MT1-MMP plays a crucial role in promoting the cellular invasion of cancer cells by degrading the extracellular matrix to create a path for migration. During this process, its localization at the leading edge of migrating cells is critical, and it is achieved by targeted transport of MT1-MMP-containing vesicles along microtubules by kinesin superfamily motor proteins (KIFs). Here we identified three KIFs involved in MT1-MMP vesicle transport: KIF3A, KIF13A, and KIF9. Knockdown of KIF3A and KIF13A effectively inhibited MT1-MMP-dependent collagen degradation and invasion, while knockdown of KIF9 increased collagen degradation and invasion. Our data suggest that KIF3A/KIF13A dependent MT1-MMP vesicles transport takes over upon KIF9 knockdown. Live-cell imaging analyses have indicated that KIF3A and KIF13A coordinate to transport the same MT1-MMP-containing vesicles from the trans-Golgi to the endosomes, and KIF13A alone transports the vesicle from the endosome to the plasma membrane. Taken together, we have identified a unique interplay between three KIFs to regulate leading edge localization of MT1-MMP and MT1-MMP-dependent cancer cell invasion.

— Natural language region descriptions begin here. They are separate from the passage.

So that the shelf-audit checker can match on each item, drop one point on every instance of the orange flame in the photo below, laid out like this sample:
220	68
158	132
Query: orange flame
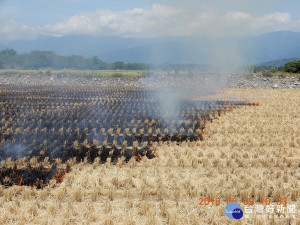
59	176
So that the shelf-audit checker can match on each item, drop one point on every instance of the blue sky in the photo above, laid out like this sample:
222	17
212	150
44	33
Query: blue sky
146	18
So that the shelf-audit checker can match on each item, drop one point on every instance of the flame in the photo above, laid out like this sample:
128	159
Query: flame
21	180
59	176
138	157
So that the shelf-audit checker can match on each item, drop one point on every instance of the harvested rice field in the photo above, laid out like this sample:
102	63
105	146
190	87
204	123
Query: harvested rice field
250	154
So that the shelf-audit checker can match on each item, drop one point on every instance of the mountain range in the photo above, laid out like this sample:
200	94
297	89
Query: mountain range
248	50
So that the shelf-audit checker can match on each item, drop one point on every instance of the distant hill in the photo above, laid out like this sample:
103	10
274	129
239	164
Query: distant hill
278	63
252	50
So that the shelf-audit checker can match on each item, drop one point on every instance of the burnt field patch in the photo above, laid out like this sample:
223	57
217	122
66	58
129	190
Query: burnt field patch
44	124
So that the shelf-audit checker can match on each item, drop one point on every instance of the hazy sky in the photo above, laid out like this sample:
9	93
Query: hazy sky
28	19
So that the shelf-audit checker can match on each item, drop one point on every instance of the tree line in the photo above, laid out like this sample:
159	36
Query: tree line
289	67
10	59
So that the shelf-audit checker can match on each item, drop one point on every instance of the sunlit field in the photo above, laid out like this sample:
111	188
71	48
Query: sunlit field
82	73
251	152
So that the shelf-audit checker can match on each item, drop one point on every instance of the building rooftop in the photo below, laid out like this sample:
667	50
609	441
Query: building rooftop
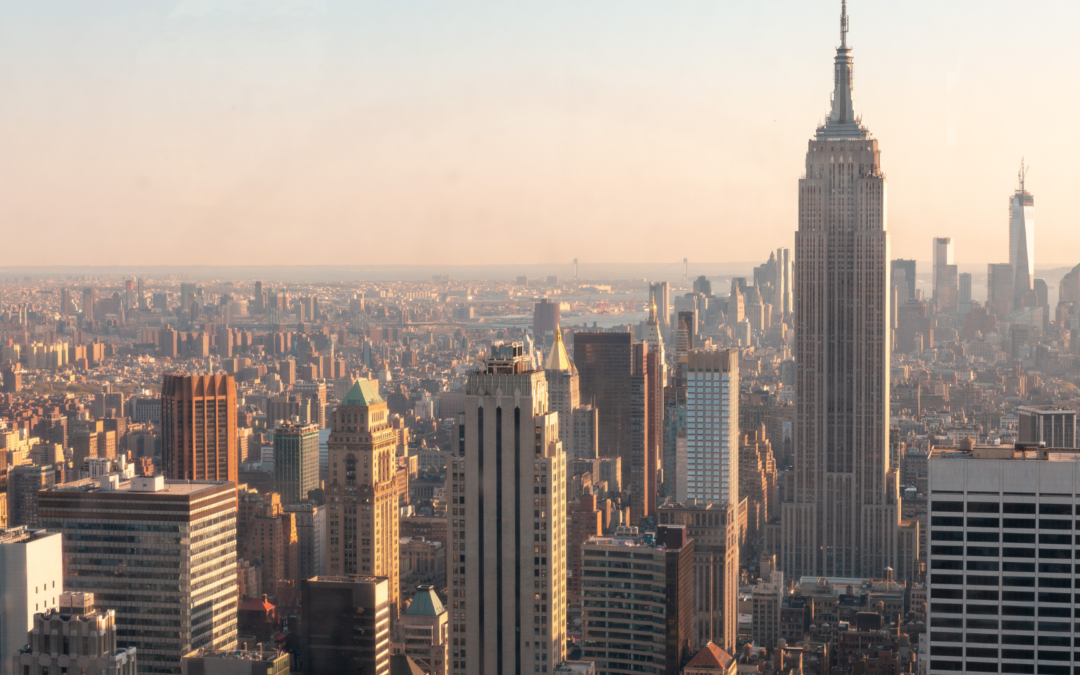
711	656
363	393
138	484
269	653
1018	453
424	603
22	535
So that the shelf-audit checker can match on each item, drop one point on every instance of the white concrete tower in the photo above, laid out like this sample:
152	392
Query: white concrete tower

MT1-MMP通过降解细胞外基质创造迁移路径，在促进癌细胞的细胞侵袭方面发挥着至关重要的作用。在这个过程中，它在迁移细胞前沿的定位是至关重要的，它是通过驱动蛋白超家族运动蛋白 (KIF) 沿着微管靶向运输含有 MT1-MMP 的囊泡来实现的。在这里，我们确定了三个参与 MT1-MMP 囊泡运输的 KIF：KIF3A、KIF13A 和 KIF9。KIF3A 和 KIF13A 的敲低有效地抑制了 MT1-MMP 依赖的胶原蛋白降解和侵袭，而 KIF9 的敲低增加了胶原蛋白的降解和侵袭。我们的数据表明，KIF3A/KIF13A 依赖的 MT1-MMP 囊泡转运接管了 KIF9 的敲除。反式高尔基体到内体，仅 KIF13A 将囊泡从内体运输到质膜。总之，我们已经确定了三种 KIF 之间的独特相互作用，以调节 MT1-MMP 的前沿定位和 MT1-MMP 依赖性癌细胞侵袭。